Check that we are usually dealing with negative numebrs too. So "Increasing" can be regarded as "more possitive" or "less negative", equivalently.
Back to the exercise.
So, the particular case of a free fall. We are working on the vertical axis, labeled $y$.
The intelligent choice is setting the origin at the bottom. Like this, your initial position would be $0$ if it starts from the ground, or a possitive numebr if it starts from certain height, but possiive anyways, and that's good.
$y_0>0$.
Now, velocity. It depends on the problem. If the object is initially moving upwards, $v_0>0$. If it is moving downwards, $v<0$.

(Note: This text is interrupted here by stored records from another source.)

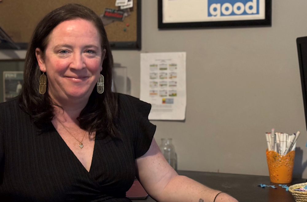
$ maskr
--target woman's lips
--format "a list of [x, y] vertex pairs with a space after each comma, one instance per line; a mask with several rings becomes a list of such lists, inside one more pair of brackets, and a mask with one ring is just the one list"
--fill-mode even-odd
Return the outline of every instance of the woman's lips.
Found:
[[87, 76], [78, 77], [71, 77], [69, 76], [66, 76], [66, 78], [69, 80], [72, 81], [72, 82], [77, 83], [84, 81], [87, 80], [88, 77]]

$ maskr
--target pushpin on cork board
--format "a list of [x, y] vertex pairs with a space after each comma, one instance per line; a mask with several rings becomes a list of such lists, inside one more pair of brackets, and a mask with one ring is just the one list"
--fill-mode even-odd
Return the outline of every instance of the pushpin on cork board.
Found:
[[[37, 3], [37, 2], [42, 1], [39, 0], [0, 1], [1, 17], [0, 17], [0, 26], [6, 33], [10, 32], [10, 30], [14, 30], [10, 36], [17, 44], [22, 43], [23, 45], [24, 45], [25, 48], [23, 48], [22, 47], [22, 49], [26, 49], [26, 45], [28, 44], [31, 40], [33, 30], [37, 24], [37, 19], [41, 19], [52, 10], [52, 8], [54, 6], [56, 6], [54, 8], [56, 8], [57, 6], [56, 5], [64, 5], [72, 1], [55, 0], [52, 1], [55, 2], [54, 5], [50, 5], [51, 7], [46, 6], [45, 4]], [[115, 6], [115, 0], [78, 0], [77, 1], [79, 3], [93, 10], [99, 16], [104, 13], [106, 9], [114, 9], [117, 11], [120, 10]], [[104, 26], [112, 50], [141, 49], [142, 1], [142, 0], [133, 1], [133, 7], [126, 9], [127, 10], [129, 10], [129, 15], [125, 17], [123, 21], [114, 20]], [[21, 12], [20, 9], [16, 9], [17, 8], [23, 8], [25, 3], [27, 5], [27, 9], [28, 9], [27, 12]], [[12, 16], [14, 17], [12, 17]], [[22, 20], [20, 20], [21, 19]], [[128, 27], [126, 26], [127, 24], [129, 24]], [[126, 28], [126, 31], [123, 30], [124, 28]], [[20, 35], [21, 33], [22, 34]], [[3, 45], [0, 45], [0, 47]]]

Acceleration is certainly negative, because it tends to decrease velocity. If $v$ was possitive, it is trying to stop the particle. IF $v$ was already negative, acceleration will make it go downwards faster, so velocity is smaller, in the sense of "more absolute value but negative". It's "more negative", so it's still decreasing. Acceleration is negative anyways.
But this is because of your choice of axis. IF you had chosen a "reversed axis", so that possitive coordinates were below the origin, acceleration would be possitive. It's all about thinking with the definitions: is velocity making position grow or decrease?
And we deal with real numbers. Going from minus 10 to minus 20 is decreasing 10 units. It's bigger in absolute value, but the sign is there.